Aircraft parts suppliers face tough quarter

Published
By Reuters

US parts suppliers to commercial aircraft makers will be counting their losses from the machinists' strike at Boeing Co and the delay in 787 Dreamliner programme, when they report their fourth-quarter results starting this week.

"It's pretty much a foregone conclusion that the quarter is going to be weak," analyst Alex Hamilton of Jesup & Lamont Securities said.

"The main event this quarter will be the impact of Boeing strike and more importantly the outlook by managements."

Last September, Boeing's 27,000-strong machinists union went on a 58-day strike over contract terms, halting commercial airplane production.

The strike at Boeing pushed back the schedule for its troubled 787 Dreamliner for the fourth time in December, resulting in inventory pileup at several of its parts suppliers.

Some analysts feel the impact from the strike will last for a couple of more quarters.

In November 2008, Rockwell Collins, which makes a range of cockpit gear and high-tech systems for commercial and military aircraft, had cut its 2009 outlook, citing the strike and slowdown in airline traffic.

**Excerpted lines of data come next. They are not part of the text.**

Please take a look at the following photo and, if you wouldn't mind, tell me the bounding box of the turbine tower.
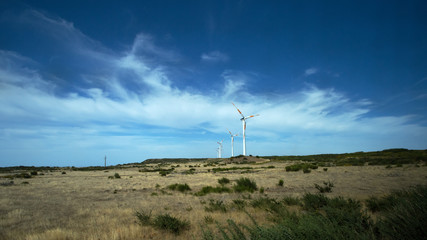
[227,129,238,157]
[232,102,259,156]
[217,140,223,158]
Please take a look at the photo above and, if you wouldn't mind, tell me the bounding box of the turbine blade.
[245,114,260,120]
[227,128,232,135]
[232,102,245,118]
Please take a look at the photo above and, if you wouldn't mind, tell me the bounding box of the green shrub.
[282,196,300,206]
[278,179,284,186]
[184,168,196,174]
[212,167,253,173]
[61,171,66,174]
[323,168,328,171]
[30,171,38,176]
[303,168,311,174]
[135,210,152,226]
[285,163,317,172]
[302,193,329,211]
[259,187,265,194]
[314,181,334,193]
[195,186,232,196]
[234,177,258,193]
[167,183,191,192]
[152,213,190,235]
[218,177,230,185]
[114,173,121,179]
[366,195,398,213]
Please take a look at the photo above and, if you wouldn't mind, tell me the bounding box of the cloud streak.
[201,51,229,63]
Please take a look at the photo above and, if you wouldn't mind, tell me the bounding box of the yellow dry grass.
[1,161,426,239]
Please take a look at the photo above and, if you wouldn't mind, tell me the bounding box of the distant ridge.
[143,158,210,164]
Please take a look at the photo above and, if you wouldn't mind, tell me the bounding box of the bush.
[302,193,329,211]
[366,195,398,213]
[184,168,195,174]
[30,171,38,176]
[152,213,190,235]
[303,168,311,174]
[135,210,152,226]
[114,173,121,179]
[285,163,317,172]
[314,181,334,193]
[278,179,284,186]
[167,183,191,193]
[282,196,300,206]
[218,177,230,185]
[195,185,232,196]
[234,177,258,193]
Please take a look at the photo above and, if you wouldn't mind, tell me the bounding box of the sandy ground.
[1,161,426,239]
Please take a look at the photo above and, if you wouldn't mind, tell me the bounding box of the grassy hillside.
[263,148,427,166]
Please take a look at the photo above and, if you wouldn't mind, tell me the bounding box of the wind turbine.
[217,140,223,158]
[232,102,259,156]
[227,129,238,157]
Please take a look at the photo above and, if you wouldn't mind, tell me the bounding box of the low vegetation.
[285,163,318,172]
[218,177,230,185]
[211,167,253,173]
[201,186,427,239]
[167,183,191,193]
[233,177,258,193]
[314,180,334,193]
[135,210,190,235]
[195,185,232,196]
[266,148,427,166]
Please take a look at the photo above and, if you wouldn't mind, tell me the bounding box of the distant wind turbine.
[232,102,259,156]
[227,129,238,157]
[217,140,223,158]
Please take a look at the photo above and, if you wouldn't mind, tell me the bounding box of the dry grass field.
[1,158,426,240]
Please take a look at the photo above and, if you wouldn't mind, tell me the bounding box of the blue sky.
[1,1,426,167]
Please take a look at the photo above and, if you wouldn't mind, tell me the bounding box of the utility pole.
[104,155,107,168]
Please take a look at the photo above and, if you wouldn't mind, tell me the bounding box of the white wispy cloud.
[201,51,229,62]
[0,10,426,166]
[304,67,318,76]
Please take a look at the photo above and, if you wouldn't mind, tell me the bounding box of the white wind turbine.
[232,102,259,156]
[217,140,223,158]
[227,129,238,157]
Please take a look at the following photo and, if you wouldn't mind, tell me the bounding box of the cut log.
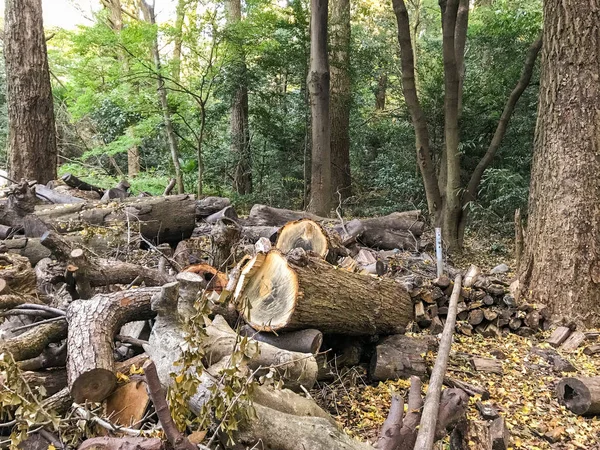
[370,334,438,381]
[463,265,481,288]
[584,344,600,356]
[469,357,503,375]
[34,184,85,204]
[560,331,587,352]
[195,196,231,218]
[61,173,105,195]
[246,204,327,226]
[205,205,239,224]
[211,218,241,269]
[0,321,67,362]
[556,377,600,415]
[468,309,484,326]
[239,325,323,354]
[234,248,412,335]
[33,195,196,244]
[66,287,160,403]
[275,219,329,258]
[490,417,510,450]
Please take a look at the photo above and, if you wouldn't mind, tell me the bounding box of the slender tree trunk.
[307,0,331,216]
[375,73,387,110]
[329,0,351,203]
[140,0,184,194]
[407,0,421,89]
[172,0,186,82]
[440,0,461,252]
[226,0,252,195]
[391,0,442,218]
[518,0,600,327]
[4,0,57,184]
[197,106,207,197]
[102,0,140,177]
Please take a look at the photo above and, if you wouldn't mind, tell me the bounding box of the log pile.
[2,175,586,450]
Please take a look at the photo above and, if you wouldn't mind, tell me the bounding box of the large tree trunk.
[234,248,412,335]
[307,0,331,216]
[140,1,184,194]
[518,0,600,327]
[4,0,57,184]
[329,0,351,202]
[226,0,252,195]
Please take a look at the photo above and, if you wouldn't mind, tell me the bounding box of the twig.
[11,316,66,333]
[13,304,66,316]
[72,403,147,437]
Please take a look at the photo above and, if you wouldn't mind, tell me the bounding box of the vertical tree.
[225,0,252,195]
[330,0,351,202]
[172,0,187,82]
[140,0,184,194]
[101,0,140,177]
[518,0,600,326]
[4,0,57,184]
[391,0,541,251]
[307,0,331,216]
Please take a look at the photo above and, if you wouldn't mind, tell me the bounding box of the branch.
[391,0,442,215]
[463,35,542,206]
[413,274,462,450]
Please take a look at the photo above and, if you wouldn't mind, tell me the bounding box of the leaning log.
[234,248,412,335]
[66,287,160,403]
[32,195,196,243]
[556,377,600,416]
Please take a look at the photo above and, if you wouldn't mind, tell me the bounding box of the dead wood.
[239,325,323,354]
[211,218,241,269]
[235,248,412,335]
[414,274,462,450]
[61,173,105,196]
[22,368,67,396]
[66,287,160,402]
[34,184,85,205]
[370,334,438,381]
[0,320,67,361]
[196,196,231,218]
[556,377,600,416]
[18,342,66,371]
[205,205,238,224]
[246,204,328,226]
[78,437,163,450]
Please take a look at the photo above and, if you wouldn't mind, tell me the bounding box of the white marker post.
[435,227,443,278]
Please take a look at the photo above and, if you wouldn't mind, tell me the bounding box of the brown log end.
[275,219,329,258]
[71,368,116,403]
[556,377,600,416]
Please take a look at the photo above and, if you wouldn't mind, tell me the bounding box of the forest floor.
[312,233,600,450]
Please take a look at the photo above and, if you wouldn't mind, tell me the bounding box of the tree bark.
[307,0,331,216]
[172,0,186,82]
[235,248,412,335]
[140,1,184,194]
[4,0,57,184]
[226,0,252,195]
[329,0,351,201]
[391,0,441,217]
[518,1,600,327]
[66,287,159,402]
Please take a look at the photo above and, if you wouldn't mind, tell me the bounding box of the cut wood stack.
[407,264,551,337]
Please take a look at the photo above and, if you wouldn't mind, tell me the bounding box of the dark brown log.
[584,344,600,356]
[370,335,437,381]
[376,394,404,450]
[556,377,600,415]
[468,309,484,326]
[61,173,105,195]
[444,377,490,400]
[66,287,160,402]
[34,195,196,244]
[490,417,510,450]
[560,331,586,352]
[78,437,163,450]
[205,205,239,224]
[196,196,231,218]
[239,325,323,354]
[235,248,412,335]
[22,368,67,396]
[508,318,522,330]
[0,320,67,361]
[18,342,66,371]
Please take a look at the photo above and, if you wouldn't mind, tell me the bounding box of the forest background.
[0,0,541,238]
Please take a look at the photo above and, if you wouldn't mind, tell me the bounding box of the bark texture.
[307,0,331,216]
[329,0,351,201]
[518,0,600,326]
[4,0,57,184]
[226,0,252,195]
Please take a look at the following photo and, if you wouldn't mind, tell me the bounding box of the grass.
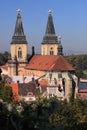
[83,70,87,78]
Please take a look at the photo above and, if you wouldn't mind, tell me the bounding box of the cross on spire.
[16,9,22,14]
[48,9,52,14]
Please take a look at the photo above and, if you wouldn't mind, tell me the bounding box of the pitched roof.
[79,90,87,93]
[39,80,49,86]
[25,55,75,71]
[6,82,40,102]
[18,83,38,96]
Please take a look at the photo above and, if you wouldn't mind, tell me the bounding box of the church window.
[49,73,52,80]
[18,47,22,58]
[50,47,54,55]
[58,72,62,78]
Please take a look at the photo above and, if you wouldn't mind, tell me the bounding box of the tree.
[0,51,9,65]
[0,82,13,103]
[0,95,87,130]
[65,54,87,78]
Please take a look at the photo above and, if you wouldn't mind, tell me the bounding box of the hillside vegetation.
[0,51,9,65]
[65,54,87,78]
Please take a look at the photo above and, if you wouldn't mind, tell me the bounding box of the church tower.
[41,10,63,55]
[8,9,28,76]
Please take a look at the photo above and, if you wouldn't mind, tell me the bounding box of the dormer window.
[50,47,54,55]
[18,47,22,58]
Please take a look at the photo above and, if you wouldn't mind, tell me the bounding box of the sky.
[0,0,87,54]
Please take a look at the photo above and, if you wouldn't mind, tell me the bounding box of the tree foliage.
[0,96,87,130]
[65,54,87,70]
[0,51,9,65]
[0,82,13,103]
[65,54,87,78]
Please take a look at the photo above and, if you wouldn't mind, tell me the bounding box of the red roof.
[6,84,18,102]
[39,80,49,86]
[79,90,87,93]
[26,55,75,71]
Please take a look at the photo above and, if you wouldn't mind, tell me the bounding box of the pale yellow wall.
[8,43,28,76]
[8,63,16,76]
[41,44,58,55]
[18,69,24,76]
[24,69,45,77]
[8,63,27,76]
[18,63,27,76]
[11,44,28,61]
[9,67,45,77]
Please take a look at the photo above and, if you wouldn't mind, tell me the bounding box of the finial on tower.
[48,9,52,14]
[58,35,61,43]
[16,9,22,14]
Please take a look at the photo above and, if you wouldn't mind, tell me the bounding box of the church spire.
[42,10,58,44]
[45,10,55,35]
[11,9,27,44]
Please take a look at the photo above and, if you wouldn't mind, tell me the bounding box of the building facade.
[6,10,78,101]
[41,10,63,56]
[8,9,28,76]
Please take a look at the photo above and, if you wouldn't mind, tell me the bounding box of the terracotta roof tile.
[25,55,75,71]
[6,84,18,102]
[79,90,87,93]
[49,56,75,71]
[39,80,49,86]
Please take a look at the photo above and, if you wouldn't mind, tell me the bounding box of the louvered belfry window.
[18,47,22,58]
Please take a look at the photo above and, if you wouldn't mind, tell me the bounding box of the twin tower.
[8,9,63,76]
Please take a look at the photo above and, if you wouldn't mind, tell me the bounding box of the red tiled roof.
[6,84,18,102]
[25,55,75,71]
[39,80,49,86]
[79,90,87,93]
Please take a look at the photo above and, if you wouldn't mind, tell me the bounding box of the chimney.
[32,46,35,55]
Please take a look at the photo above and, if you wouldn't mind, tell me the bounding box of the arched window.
[50,47,54,55]
[18,47,22,58]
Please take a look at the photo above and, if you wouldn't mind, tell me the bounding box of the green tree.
[0,51,9,65]
[65,54,87,78]
[0,82,13,103]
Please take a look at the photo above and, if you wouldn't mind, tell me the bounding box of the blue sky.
[0,0,87,54]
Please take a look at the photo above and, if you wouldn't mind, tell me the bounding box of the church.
[2,9,78,101]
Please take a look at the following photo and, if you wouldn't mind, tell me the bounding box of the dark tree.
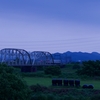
[76,60,100,77]
[0,63,31,100]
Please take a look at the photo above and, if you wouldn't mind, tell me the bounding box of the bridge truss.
[0,48,54,67]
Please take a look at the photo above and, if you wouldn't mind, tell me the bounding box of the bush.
[30,84,48,93]
[76,60,100,77]
[44,66,61,76]
[72,64,81,69]
[91,94,100,100]
[0,64,31,100]
[31,93,47,100]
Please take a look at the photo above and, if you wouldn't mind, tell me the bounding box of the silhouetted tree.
[0,63,31,100]
[76,60,100,77]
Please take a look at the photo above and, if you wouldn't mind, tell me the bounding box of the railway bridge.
[0,48,58,72]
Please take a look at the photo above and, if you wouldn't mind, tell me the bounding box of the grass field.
[24,77,51,86]
[23,64,100,90]
[24,77,100,89]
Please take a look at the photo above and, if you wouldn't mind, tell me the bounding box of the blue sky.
[0,0,100,53]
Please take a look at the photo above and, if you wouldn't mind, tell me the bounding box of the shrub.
[30,84,48,92]
[72,64,81,69]
[46,94,56,100]
[44,66,61,76]
[76,60,100,77]
[31,93,47,100]
[91,94,100,100]
[0,64,31,100]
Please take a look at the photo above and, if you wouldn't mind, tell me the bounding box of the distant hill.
[52,51,100,63]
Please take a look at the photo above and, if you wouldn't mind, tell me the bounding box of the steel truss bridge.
[0,48,55,67]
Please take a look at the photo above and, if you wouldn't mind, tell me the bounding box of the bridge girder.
[0,48,54,66]
[30,51,54,65]
[0,48,32,66]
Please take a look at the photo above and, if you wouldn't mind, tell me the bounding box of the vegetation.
[24,77,100,89]
[44,66,61,76]
[1,60,100,100]
[30,84,100,100]
[0,63,31,100]
[76,60,100,77]
[23,62,100,100]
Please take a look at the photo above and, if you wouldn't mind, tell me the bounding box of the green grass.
[23,64,100,90]
[24,77,100,89]
[24,77,51,86]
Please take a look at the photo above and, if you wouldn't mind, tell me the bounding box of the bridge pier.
[21,66,37,72]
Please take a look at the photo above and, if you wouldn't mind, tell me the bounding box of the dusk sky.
[0,0,100,53]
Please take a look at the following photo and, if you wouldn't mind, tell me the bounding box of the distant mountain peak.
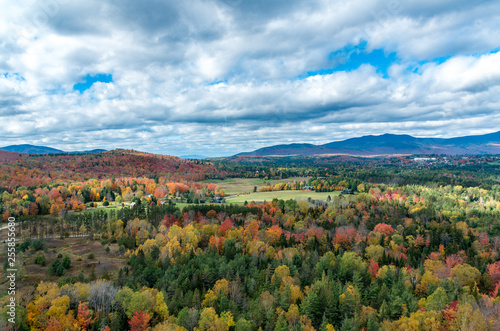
[238,131,500,156]
[0,144,107,154]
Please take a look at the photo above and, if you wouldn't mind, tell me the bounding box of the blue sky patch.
[73,73,113,93]
[407,49,500,75]
[210,80,228,85]
[2,72,25,80]
[302,41,399,79]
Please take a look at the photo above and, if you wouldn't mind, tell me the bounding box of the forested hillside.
[0,150,224,220]
[1,154,500,330]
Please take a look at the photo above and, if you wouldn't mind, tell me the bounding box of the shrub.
[18,239,31,252]
[101,270,112,280]
[49,259,61,276]
[56,264,65,276]
[35,255,47,266]
[31,239,45,251]
[89,266,97,281]
[62,256,71,269]
[102,201,109,206]
[118,235,135,249]
[57,276,75,287]
[87,253,95,260]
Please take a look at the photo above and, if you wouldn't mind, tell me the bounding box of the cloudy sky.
[1,0,500,157]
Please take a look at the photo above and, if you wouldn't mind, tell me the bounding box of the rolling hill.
[0,144,107,154]
[238,131,500,156]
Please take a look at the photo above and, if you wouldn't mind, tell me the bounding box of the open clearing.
[0,237,127,303]
[226,190,339,203]
[202,177,311,195]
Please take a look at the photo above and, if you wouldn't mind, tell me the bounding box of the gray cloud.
[1,0,500,156]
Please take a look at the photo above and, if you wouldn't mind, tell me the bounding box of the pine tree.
[378,300,389,321]
[324,281,341,325]
[352,271,363,290]
[320,313,329,331]
[89,265,97,281]
[366,313,380,331]
[280,285,292,311]
[274,313,288,331]
[340,317,353,331]
[301,287,322,327]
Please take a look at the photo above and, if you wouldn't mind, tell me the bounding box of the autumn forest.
[1,150,500,330]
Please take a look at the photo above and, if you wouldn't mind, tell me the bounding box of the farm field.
[225,190,340,203]
[80,203,123,214]
[201,176,311,194]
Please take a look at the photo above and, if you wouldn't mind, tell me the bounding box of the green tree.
[366,313,379,331]
[235,318,252,331]
[341,317,353,331]
[425,287,449,311]
[62,256,71,269]
[301,287,322,327]
[274,313,288,331]
[280,285,292,311]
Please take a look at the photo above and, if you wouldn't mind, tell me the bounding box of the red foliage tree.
[209,235,226,254]
[266,225,284,244]
[443,301,458,323]
[76,301,95,331]
[333,226,357,250]
[487,261,500,289]
[373,223,394,236]
[129,310,151,331]
[220,219,234,235]
[369,259,380,279]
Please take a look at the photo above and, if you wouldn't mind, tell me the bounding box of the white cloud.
[0,0,500,156]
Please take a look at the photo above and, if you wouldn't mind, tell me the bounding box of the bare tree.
[88,280,118,319]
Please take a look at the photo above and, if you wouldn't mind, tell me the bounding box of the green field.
[225,190,339,203]
[78,204,124,215]
[77,178,326,212]
[203,177,311,195]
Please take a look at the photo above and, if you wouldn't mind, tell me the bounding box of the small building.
[130,202,137,208]
[211,196,225,203]
[341,188,354,195]
[303,186,315,191]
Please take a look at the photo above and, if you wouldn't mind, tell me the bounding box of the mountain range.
[0,144,107,154]
[4,131,500,157]
[238,131,500,156]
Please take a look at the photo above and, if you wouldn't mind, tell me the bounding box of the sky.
[1,0,500,157]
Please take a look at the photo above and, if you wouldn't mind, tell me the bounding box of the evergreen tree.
[366,313,380,331]
[279,285,292,311]
[340,317,353,331]
[301,287,322,327]
[274,313,288,331]
[320,313,330,331]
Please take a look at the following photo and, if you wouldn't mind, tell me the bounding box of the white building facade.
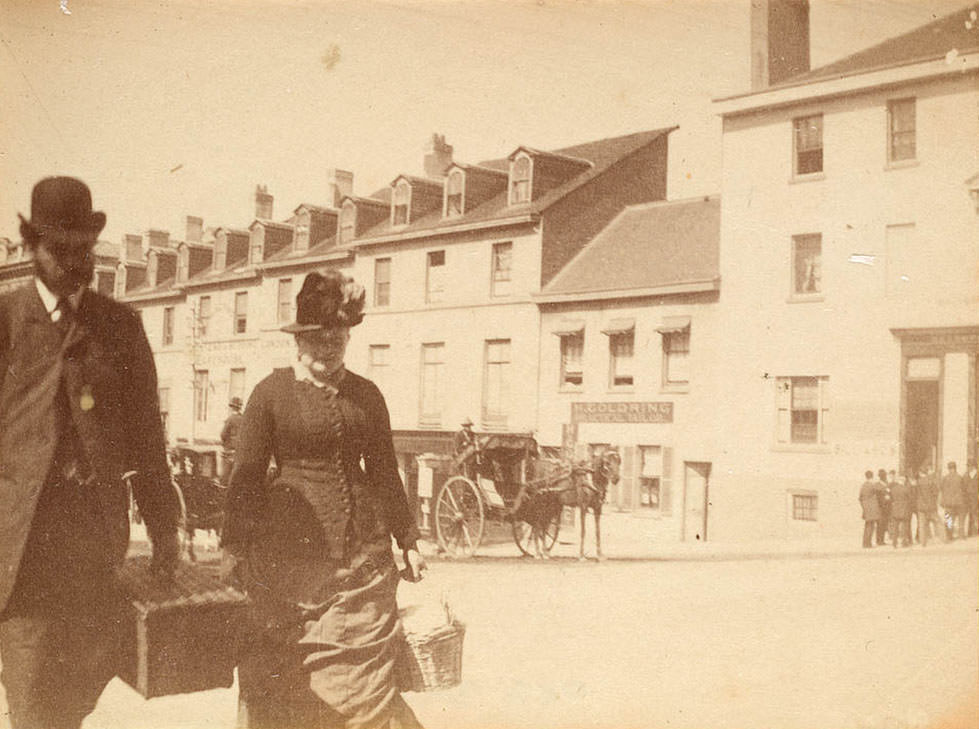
[710,9,979,540]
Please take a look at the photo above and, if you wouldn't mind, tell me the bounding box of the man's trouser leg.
[0,607,123,729]
[863,520,875,548]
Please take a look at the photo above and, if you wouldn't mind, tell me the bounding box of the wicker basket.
[396,620,466,692]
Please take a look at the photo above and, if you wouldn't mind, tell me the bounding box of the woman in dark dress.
[223,270,427,729]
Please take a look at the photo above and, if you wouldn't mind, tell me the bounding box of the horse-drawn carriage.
[433,433,620,559]
[167,445,227,560]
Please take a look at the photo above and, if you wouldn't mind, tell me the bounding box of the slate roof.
[541,196,720,297]
[353,127,676,244]
[790,3,979,84]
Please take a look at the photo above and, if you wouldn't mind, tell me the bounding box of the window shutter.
[617,446,634,511]
[775,378,791,443]
[661,447,673,516]
[819,377,830,444]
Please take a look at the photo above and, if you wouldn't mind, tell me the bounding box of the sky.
[0,0,972,244]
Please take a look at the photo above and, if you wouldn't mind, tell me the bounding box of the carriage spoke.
[444,486,461,512]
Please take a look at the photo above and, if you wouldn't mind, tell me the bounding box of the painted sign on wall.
[571,401,674,424]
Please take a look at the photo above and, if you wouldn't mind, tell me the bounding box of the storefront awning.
[600,318,634,335]
[551,319,585,336]
[392,430,453,456]
[655,315,691,334]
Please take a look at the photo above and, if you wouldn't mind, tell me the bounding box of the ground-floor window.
[639,445,662,509]
[790,491,818,521]
[776,375,829,444]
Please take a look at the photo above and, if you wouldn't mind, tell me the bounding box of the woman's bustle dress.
[223,366,422,729]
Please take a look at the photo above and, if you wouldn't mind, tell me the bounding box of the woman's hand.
[401,548,427,582]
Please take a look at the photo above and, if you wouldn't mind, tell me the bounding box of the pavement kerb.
[416,534,979,563]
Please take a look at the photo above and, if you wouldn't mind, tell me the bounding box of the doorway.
[682,462,711,542]
[905,380,939,475]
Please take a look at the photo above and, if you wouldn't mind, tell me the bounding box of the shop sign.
[571,401,673,424]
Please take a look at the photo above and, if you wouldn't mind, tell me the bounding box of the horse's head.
[595,450,621,487]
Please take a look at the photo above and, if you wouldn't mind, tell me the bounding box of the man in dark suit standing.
[0,177,180,729]
[220,396,244,486]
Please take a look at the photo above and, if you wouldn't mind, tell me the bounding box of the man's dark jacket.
[0,284,180,613]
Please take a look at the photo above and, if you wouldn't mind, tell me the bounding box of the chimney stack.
[423,134,453,178]
[326,169,354,208]
[123,234,143,263]
[255,185,273,220]
[750,0,810,90]
[185,215,203,243]
[147,229,170,249]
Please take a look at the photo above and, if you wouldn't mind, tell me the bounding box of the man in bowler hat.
[220,395,244,485]
[0,177,181,728]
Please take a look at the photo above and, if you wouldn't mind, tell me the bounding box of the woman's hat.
[18,177,107,239]
[281,269,365,333]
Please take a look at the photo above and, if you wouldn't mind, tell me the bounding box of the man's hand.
[401,548,427,583]
[150,530,180,579]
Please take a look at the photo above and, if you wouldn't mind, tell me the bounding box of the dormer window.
[445,170,464,217]
[146,252,159,287]
[177,248,189,282]
[214,236,227,270]
[340,203,356,244]
[509,155,532,204]
[392,182,410,226]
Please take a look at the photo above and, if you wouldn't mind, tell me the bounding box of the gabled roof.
[342,194,390,208]
[293,203,337,215]
[259,234,352,270]
[446,162,508,177]
[540,196,720,299]
[249,219,294,231]
[353,127,675,245]
[507,146,592,168]
[790,3,979,84]
[391,174,444,189]
[179,260,259,290]
[176,240,213,251]
[121,275,182,302]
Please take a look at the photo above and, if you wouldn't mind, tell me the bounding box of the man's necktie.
[54,298,73,336]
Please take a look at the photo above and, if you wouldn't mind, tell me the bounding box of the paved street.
[1,543,975,729]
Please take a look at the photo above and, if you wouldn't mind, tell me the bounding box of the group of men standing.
[860,461,978,548]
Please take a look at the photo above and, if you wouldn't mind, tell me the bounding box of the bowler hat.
[18,177,106,239]
[461,418,474,427]
[281,269,365,333]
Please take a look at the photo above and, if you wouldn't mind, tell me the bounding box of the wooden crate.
[117,557,249,698]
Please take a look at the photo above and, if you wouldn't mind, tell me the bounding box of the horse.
[550,450,621,561]
[513,450,620,560]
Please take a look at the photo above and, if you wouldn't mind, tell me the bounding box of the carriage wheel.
[512,510,561,557]
[434,476,485,558]
[171,479,191,559]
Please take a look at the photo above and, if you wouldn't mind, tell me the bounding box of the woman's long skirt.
[236,548,422,729]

Last quarter, Spirit Aerosystems Holdings, one of the world's largest makers of aircraft structures, said it will work out a production and delivery schedule with Boeing once the strike was over and then update its financial outlook. Spirit was a unit of Boeing before being sold in 2005. A successful production run of the 787 is important to Spirit as it gets a lion's share of its revenue from the programme.